Division of Biostatistics, Washington University School of Medicine in St. Louis St. Louis, MO, USA.
Front Genet. 2014 Jan 30;5:9. doi: 10.3389/fgene.2014.00009. eCollection 2014.
Gene-environment interaction (GEI) analysis can potentially enhance gene discovery for common complex traits. However, genome-wide interaction analysis is computationally intensive. Moreover, analysis of longitudinal data in families is much more challenging due to the two sources of correlations arising from longitudinal measurements and family relationships. GWIS of longitudinal family data can be a computational bottleneck. Therefore, we compared two methods for analysis of longitudinal family data: a methodologically sound but computationally demanding method using the Kronecker model (KRC) and a computationally more forgiving method using the hierarchical linear model (HLM). The KRC model uses a Kronecker product of an unstructured matrix for correlations among repeated measures (longitudinal) and a compound symmetry matrix for correlations within families at a given visit. The HLM uses an autoregressive covariance matrix for correlations among repeated measures and a random intercept for familial correlations. We compared the two methods using the longitudinal Framingham heart study (FHS) SHARe data. Specifically, we evaluated SNP-alcohol (amount of alcohol consumption) interaction effects on high density lipoprotein cholesterol (HDLC). Keeping the prohibitive computational burden of KRC in mind, we limited the analysis to chromosome 16, where preliminary cross-sectional analysis yielded some interesting results. Our first important finding was that the HLM provided very comparable results but was remarkably faster than the KRC, making HLM the method of choice. Our second finding was that longitudinal analysis provided smaller P-values, thus leading to more significant results, than cross-sectional analysis. This was particularly pronounced in identifying GEIs. We conclude that longitudinal analysis of GEIs is more powerful and that the HLM method is an optimal method of choice as compared to the computationally (prohibitively) intensive KRC method.

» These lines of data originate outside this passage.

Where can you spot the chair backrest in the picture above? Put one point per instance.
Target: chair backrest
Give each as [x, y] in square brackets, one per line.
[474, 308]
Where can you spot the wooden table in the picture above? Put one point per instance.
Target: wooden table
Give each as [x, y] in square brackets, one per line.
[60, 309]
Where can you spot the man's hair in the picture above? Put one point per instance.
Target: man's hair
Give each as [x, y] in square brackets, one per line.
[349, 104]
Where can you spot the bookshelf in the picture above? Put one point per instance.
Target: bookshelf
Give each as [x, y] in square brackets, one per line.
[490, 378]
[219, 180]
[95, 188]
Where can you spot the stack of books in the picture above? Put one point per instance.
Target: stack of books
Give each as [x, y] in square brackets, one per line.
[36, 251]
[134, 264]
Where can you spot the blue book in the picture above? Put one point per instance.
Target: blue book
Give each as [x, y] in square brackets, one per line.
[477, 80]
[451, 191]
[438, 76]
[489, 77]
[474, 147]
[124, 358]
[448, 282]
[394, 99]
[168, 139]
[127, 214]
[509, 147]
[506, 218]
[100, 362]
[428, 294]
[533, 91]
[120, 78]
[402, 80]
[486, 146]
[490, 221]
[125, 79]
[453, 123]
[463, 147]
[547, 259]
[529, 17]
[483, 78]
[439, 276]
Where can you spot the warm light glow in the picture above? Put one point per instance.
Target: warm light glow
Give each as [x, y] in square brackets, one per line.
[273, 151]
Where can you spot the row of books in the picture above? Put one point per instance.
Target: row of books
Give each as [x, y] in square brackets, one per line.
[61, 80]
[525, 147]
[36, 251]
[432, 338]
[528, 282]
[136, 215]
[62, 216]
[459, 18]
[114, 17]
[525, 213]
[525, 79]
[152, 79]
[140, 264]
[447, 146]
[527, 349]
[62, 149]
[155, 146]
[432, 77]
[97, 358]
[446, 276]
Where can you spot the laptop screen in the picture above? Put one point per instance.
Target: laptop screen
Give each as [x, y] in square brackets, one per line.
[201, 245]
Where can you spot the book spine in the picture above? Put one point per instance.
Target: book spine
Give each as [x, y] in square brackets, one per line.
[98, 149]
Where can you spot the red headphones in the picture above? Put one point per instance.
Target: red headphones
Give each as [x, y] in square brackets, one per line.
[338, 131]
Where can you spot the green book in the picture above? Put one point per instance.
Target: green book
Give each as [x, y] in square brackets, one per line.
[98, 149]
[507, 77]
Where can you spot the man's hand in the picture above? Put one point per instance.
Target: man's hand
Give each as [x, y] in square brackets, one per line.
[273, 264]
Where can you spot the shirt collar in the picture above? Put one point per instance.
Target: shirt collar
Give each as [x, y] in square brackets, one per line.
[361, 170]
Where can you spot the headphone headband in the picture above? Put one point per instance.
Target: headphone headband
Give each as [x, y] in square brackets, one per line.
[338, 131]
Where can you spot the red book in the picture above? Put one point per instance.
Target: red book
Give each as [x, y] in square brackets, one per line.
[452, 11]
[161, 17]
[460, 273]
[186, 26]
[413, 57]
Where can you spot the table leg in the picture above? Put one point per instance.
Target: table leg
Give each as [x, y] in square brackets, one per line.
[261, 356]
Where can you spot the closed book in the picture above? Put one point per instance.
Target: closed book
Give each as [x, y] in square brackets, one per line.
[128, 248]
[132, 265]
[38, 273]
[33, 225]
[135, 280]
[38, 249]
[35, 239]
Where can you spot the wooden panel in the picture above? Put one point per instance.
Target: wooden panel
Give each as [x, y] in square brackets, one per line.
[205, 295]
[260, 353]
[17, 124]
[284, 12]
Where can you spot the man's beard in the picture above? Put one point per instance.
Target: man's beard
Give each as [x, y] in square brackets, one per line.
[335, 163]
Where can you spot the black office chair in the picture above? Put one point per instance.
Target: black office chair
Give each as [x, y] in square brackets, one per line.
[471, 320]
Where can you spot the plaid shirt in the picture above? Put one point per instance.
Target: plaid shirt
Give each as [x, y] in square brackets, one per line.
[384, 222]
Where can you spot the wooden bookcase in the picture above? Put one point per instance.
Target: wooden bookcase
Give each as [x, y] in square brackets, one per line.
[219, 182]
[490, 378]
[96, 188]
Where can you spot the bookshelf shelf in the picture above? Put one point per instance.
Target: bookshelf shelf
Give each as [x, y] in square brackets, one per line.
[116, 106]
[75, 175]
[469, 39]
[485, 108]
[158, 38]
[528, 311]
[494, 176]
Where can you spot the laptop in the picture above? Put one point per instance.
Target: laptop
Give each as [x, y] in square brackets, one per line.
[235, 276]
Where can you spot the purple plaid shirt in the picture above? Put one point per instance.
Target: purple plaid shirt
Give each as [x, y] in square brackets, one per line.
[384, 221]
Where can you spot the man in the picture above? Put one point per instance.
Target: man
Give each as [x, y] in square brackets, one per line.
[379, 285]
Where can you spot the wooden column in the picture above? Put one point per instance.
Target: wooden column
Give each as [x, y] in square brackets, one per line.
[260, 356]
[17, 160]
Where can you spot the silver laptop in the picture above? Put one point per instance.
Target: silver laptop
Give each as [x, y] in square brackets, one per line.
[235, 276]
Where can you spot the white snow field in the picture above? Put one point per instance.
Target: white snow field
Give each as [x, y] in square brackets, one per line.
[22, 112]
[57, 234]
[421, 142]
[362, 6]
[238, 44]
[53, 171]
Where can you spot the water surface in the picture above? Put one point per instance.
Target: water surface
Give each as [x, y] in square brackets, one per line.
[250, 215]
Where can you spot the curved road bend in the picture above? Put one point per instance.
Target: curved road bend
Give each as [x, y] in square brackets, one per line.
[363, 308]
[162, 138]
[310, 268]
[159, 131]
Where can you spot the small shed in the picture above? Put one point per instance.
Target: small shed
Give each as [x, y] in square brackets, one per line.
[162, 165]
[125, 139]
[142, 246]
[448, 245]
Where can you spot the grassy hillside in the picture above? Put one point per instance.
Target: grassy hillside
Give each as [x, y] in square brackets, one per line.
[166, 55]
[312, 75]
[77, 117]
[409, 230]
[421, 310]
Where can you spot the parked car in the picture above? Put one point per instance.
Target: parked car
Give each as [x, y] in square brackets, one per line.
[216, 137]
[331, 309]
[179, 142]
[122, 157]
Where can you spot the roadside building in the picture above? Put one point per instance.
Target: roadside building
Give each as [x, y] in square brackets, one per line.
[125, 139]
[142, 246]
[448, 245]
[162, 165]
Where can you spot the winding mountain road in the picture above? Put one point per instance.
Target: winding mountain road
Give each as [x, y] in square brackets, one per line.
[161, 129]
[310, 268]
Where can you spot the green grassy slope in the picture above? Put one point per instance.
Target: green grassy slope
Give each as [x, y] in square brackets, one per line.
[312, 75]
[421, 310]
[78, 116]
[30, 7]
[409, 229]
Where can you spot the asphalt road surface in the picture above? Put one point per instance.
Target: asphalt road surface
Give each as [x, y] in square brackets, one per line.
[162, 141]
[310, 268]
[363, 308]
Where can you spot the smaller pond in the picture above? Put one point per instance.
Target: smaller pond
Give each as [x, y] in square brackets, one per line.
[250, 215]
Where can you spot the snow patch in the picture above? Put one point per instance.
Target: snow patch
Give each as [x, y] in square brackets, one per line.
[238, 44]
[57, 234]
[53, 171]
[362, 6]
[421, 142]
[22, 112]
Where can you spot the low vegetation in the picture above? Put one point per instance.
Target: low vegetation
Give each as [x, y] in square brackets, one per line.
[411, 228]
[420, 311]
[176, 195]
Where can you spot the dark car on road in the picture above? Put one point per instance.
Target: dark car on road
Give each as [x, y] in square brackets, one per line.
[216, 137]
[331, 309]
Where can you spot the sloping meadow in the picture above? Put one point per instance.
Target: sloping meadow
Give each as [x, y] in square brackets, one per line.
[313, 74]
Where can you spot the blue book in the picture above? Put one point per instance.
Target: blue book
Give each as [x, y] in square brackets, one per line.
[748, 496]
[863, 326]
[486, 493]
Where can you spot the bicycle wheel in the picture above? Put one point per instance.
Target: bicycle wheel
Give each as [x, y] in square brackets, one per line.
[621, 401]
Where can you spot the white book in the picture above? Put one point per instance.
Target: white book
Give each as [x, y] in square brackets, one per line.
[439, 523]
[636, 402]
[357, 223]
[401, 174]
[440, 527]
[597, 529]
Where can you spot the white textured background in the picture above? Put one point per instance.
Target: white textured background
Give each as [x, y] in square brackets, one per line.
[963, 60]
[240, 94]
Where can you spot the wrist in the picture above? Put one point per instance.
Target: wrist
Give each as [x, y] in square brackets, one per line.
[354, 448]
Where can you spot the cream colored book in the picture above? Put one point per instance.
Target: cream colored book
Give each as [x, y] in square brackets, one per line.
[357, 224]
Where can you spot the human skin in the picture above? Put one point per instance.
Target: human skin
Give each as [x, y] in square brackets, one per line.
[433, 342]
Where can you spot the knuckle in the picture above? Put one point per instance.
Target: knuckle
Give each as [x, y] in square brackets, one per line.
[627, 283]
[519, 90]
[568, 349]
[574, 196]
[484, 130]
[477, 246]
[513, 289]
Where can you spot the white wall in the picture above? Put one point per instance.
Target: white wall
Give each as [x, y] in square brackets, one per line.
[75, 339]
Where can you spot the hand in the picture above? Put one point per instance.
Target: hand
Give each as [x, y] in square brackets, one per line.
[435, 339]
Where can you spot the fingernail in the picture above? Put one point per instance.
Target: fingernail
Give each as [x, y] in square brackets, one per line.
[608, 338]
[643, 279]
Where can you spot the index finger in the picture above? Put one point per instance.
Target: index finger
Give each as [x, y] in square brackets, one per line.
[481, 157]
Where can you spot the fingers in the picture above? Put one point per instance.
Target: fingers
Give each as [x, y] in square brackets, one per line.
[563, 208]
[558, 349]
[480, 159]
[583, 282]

基因-环境交互作用(GEI)分析有可能增强常见复杂性状的基因发现。然而,全基因组交互分析计算量很大。此外,由于纵向测量和家庭关系产生的两种相关性来源,对家庭的纵向数据进行分析更加具有挑战性。对纵向家庭数据进行 GWIS 可能是计算上的瓶颈。因此,我们比较了两种分析纵向家庭数据的方法:一种是使用 Kronecker 模型(KRC)的方法学上合理但计算上要求很高的方法,另一种是使用层次线性模型(HLM)的计算上更宽容的方法。KRC 模型使用重复测量(纵向)之间相关性的非结构化矩阵的 Kronecker 积和给定访问内家庭之间相关性的复合对称矩阵。HLM 使用重复测量之间的自回归协方差矩阵和家族相关性的随机截距。我们使用纵向弗雷明汉心脏研究(FHS)SHARe 数据比较了这两种方法。具体来说,我们评估了 SNP-酒精(饮酒量)相互作用对高密度脂蛋白胆固醇(HDLC)的影响。考虑到 KRC 的计算负担很大,我们将分析仅限于染色体 16,其中初步的横截面分析产生了一些有趣的结果。我们的第一个重要发现是,HLM 提供了非常可比的结果,但比 KRC 快得多,这使得 HLM 成为首选方法。我们的第二个发现是,纵向分析提供了更小的 P 值,从而导致更显著的结果,而不是横截面分析。在识别 GEI 方面尤其明显。我们得出的结论是,纵向分析 GEI 更有效,与计算上(过度)密集的 KRC 方法相比,HLM 方法是一种最佳选择方法。